O brasileiro não tem consciência política. Não sabe votar. Troca o voto por cargo ou por cesta básica, ou por qualquer coisa que lhe seja oferecida. A maioria do nosso povo, é assim, ignorante politicamente. E isso nada tem a ver com títulos ou com analfabetismo: tem a ver com outros aspectos, que não estão diretamente relacionados ao grau de instrução. 
Acho que nada justifica a tortura, a morte de inocentes, a ausência do devido processo legal, a destruição moral de um povo. Mas uma coisa precisa ser dita, e sei que alguns podem até me odiar depois disso, mas estou apenas exprimindo a minha opinião: existe uma classe que colocou os militares no poder. Depois, conspirou para a queda do regime militar, e conseguiu. Posteriormente, apoiou a Nova República, o Governo Collor, o Governo FHC, o Governo Lula (inclusive com o VIce-Presidente eleito juntamente com Lula sendo um membro dessa classe) , elegeu Dilma, derrubou Dilma, apoiou Temer e elegeu Bolsonaro. É o mesmo grupo. E dependerá apenas dessas pessoas, se o atual governo permanecerá, cairá, se reelegerá. Resumindo: são os mesmos grupos, as mesmas pessoas. 
Essa classe, a burguesia, detentora da riqueza desse país, é quem manda, realmente. Não de forma aberta, mas colocando no poder quem melhor atender aos seus interesses. Não existe luta de classes, em países subdesenvolvidos como o nosso, de décimo mundo. Existe apenas uma classe, que estabelece todas as regras do jogo político, sem freios, sem limites, derrubando quem a ela se opuser. 

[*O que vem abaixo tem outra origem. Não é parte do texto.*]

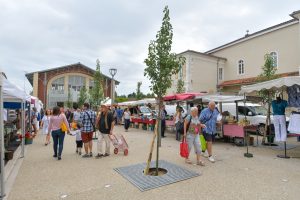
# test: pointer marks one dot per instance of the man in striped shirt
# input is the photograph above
(87, 119)
(208, 117)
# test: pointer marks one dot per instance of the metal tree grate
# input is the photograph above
(135, 175)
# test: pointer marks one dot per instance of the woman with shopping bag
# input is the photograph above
(192, 129)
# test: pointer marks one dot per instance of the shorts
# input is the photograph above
(193, 140)
(79, 144)
(87, 137)
(209, 137)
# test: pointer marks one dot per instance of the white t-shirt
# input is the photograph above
(127, 115)
(77, 133)
(76, 116)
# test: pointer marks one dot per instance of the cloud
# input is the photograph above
(36, 35)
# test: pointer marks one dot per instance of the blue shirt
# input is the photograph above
(209, 118)
(88, 119)
(279, 107)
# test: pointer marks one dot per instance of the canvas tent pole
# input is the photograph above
(23, 128)
(2, 194)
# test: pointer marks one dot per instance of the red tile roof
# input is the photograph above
(248, 81)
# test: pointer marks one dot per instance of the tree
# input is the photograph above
(139, 94)
(82, 97)
(96, 93)
(161, 65)
(180, 86)
(268, 73)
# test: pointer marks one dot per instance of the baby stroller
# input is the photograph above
(119, 143)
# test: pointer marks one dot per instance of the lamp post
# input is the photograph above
(113, 72)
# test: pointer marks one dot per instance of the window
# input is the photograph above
(58, 84)
(76, 82)
(241, 68)
(274, 58)
(220, 74)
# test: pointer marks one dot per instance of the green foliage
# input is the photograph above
(82, 97)
(268, 73)
(121, 99)
(180, 86)
(139, 94)
(161, 63)
(96, 93)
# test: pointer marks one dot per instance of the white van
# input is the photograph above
(255, 113)
(171, 110)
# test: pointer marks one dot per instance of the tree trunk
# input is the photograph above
(160, 103)
(146, 171)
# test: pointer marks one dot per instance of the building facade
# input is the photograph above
(240, 62)
(58, 85)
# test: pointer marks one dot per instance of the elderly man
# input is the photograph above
(87, 118)
(105, 124)
(208, 117)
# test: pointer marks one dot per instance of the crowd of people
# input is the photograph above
(197, 122)
(81, 123)
(84, 122)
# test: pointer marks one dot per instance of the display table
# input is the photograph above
(235, 130)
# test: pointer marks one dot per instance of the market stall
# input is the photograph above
(289, 84)
(11, 97)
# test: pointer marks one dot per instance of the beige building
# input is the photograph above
(239, 62)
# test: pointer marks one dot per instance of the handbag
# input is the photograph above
(203, 143)
(94, 128)
(63, 127)
(184, 149)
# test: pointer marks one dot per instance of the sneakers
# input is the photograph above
(86, 155)
(204, 154)
(211, 159)
(99, 155)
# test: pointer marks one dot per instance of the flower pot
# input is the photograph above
(270, 138)
(28, 141)
(9, 155)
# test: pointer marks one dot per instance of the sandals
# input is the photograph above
(188, 161)
(201, 163)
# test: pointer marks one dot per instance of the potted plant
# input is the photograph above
(28, 138)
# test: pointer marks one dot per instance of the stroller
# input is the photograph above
(119, 143)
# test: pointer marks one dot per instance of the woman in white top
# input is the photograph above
(126, 116)
(192, 129)
(178, 121)
(45, 125)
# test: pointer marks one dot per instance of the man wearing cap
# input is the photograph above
(105, 124)
(88, 119)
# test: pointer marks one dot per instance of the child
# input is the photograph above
(76, 131)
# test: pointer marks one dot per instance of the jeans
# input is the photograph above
(280, 128)
(194, 140)
(103, 138)
(58, 140)
(163, 127)
(127, 123)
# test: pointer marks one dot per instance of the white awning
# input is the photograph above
(275, 84)
(221, 98)
(13, 93)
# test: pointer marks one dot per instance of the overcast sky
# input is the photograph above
(41, 34)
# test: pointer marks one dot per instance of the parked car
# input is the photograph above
(255, 113)
(171, 110)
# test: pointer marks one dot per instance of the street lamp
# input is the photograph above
(112, 72)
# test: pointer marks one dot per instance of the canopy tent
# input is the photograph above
(275, 84)
(14, 98)
(182, 96)
(12, 94)
(220, 98)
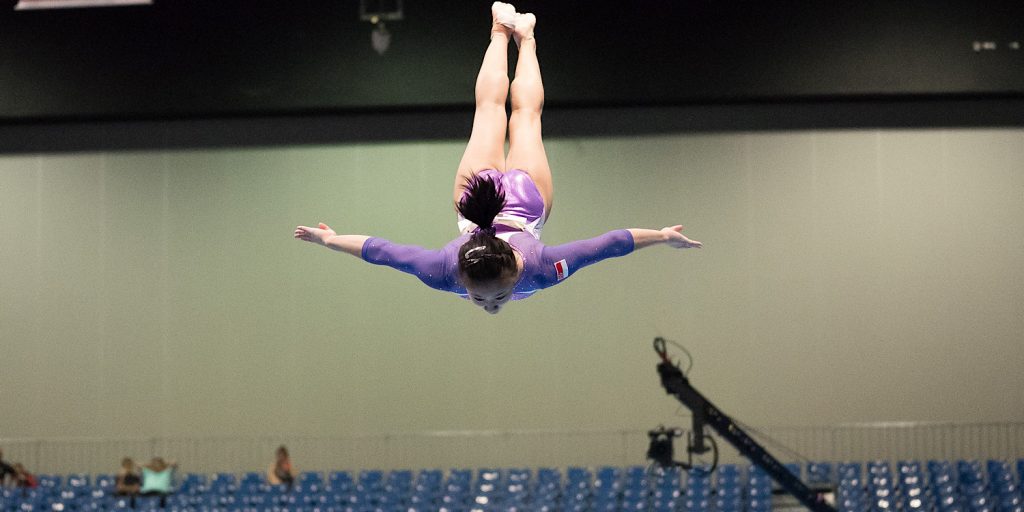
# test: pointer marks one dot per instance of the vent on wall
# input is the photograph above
(61, 4)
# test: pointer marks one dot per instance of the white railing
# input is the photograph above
(902, 440)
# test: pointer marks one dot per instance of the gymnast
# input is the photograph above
(502, 202)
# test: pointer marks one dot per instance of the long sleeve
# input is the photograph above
(433, 267)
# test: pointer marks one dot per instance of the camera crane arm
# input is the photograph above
(705, 412)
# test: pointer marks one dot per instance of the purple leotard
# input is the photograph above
(543, 265)
(523, 216)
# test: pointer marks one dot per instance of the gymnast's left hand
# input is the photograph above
(318, 235)
(675, 238)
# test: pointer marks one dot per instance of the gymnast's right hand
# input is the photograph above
(315, 235)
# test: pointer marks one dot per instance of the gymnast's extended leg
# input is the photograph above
(486, 142)
(525, 144)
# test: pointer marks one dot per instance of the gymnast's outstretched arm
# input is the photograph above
(426, 264)
(671, 236)
(351, 244)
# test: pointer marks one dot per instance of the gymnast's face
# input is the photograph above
(491, 296)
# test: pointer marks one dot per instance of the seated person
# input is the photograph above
(157, 479)
(128, 482)
(6, 471)
(23, 478)
(281, 471)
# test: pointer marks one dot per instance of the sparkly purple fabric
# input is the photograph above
(521, 197)
(544, 265)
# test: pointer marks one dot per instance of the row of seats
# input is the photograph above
(877, 486)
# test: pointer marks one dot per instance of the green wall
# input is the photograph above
(847, 276)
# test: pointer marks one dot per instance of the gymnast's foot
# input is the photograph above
(523, 28)
(503, 15)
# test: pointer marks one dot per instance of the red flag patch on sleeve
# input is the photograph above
(561, 269)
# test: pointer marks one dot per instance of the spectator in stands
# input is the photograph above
(128, 482)
(157, 479)
(6, 471)
(282, 471)
(23, 478)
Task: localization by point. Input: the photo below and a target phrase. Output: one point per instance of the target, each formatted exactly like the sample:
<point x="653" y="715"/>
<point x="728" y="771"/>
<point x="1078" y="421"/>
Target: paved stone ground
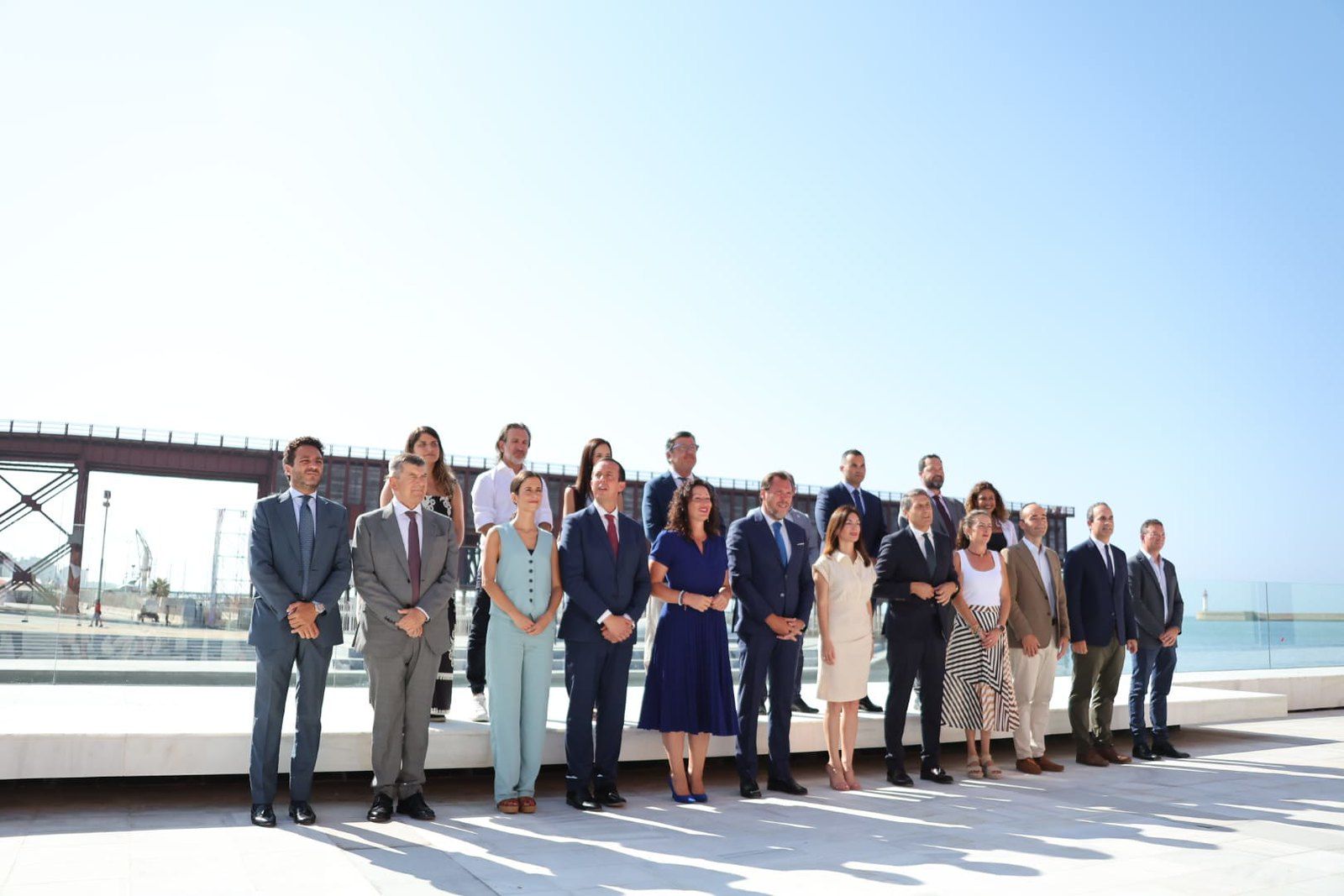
<point x="1258" y="809"/>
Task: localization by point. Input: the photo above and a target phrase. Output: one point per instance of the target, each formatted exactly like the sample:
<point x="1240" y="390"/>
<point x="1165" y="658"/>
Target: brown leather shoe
<point x="1092" y="758"/>
<point x="1048" y="765"/>
<point x="1110" y="755"/>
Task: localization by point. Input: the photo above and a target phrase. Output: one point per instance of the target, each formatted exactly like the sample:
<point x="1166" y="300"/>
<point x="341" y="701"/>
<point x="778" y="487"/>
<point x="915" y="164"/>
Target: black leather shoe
<point x="786" y="785"/>
<point x="382" y="809"/>
<point x="900" y="778"/>
<point x="609" y="797"/>
<point x="1164" y="748"/>
<point x="936" y="774"/>
<point x="416" y="808"/>
<point x="302" y="813"/>
<point x="584" y="801"/>
<point x="799" y="705"/>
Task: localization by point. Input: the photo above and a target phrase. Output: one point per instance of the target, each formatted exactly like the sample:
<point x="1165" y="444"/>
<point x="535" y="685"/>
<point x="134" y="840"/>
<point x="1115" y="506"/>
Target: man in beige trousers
<point x="1038" y="636"/>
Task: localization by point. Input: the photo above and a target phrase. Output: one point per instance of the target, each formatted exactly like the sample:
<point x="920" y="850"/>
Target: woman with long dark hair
<point x="444" y="496"/>
<point x="580" y="495"/>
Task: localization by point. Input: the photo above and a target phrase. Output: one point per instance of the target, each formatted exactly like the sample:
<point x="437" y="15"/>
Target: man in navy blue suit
<point x="772" y="579"/>
<point x="1101" y="620"/>
<point x="917" y="580"/>
<point x="605" y="570"/>
<point x="848" y="490"/>
<point x="299" y="558"/>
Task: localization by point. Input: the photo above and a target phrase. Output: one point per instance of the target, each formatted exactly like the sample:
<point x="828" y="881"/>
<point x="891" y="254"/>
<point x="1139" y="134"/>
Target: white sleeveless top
<point x="981" y="589"/>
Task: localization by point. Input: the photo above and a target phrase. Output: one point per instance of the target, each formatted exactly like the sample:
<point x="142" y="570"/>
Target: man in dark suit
<point x="947" y="513"/>
<point x="1101" y="624"/>
<point x="772" y="579"/>
<point x="299" y="558"/>
<point x="405" y="560"/>
<point x="917" y="580"/>
<point x="605" y="570"/>
<point x="848" y="490"/>
<point x="1159" y="613"/>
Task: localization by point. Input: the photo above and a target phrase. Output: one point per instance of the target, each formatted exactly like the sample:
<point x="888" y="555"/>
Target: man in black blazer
<point x="917" y="580"/>
<point x="1159" y="611"/>
<point x="299" y="558"/>
<point x="1101" y="624"/>
<point x="848" y="490"/>
<point x="605" y="570"/>
<point x="772" y="580"/>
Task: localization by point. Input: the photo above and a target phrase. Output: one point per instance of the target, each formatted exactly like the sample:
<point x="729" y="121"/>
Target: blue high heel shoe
<point x="678" y="799"/>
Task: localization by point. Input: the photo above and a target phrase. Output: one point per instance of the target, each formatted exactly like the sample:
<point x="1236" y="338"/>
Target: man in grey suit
<point x="299" y="559"/>
<point x="1159" y="611"/>
<point x="407" y="574"/>
<point x="947" y="515"/>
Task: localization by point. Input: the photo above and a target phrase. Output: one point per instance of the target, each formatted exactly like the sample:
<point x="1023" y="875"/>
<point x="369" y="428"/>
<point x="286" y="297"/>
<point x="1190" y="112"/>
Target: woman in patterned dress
<point x="978" y="684"/>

Essa classe esteve ao lado de Lula, quase da mesma forma como hoje está ao lado de Bolsonaro. Puro oportunismo.
E as pessoas ficam brigando, e deixando de perceber como as coisas realmente são. 
Foi essa classe que pediu os militares no poder. Juntamente com agremiações religiosas, dentre outros grupos. Os militares assumiram o poder sem disparar um tiro. E os mesmos grupos que exultaram, comemoraram, demonstraram felicidade por estarem livrando o país do comunismo, quando lhes foi oportuno, se posicionaram contra a tortura, mesmo tendo feito vista grossa. 
Mas isso somente acontece em um país de ignorantes, de pessoas que não conhecem a própria história. E um povo que não conhece a própria história não merece respeito. E não será respeitado por nenhum governante que foi eleito, exatamente, em decorrência dessa ignorância.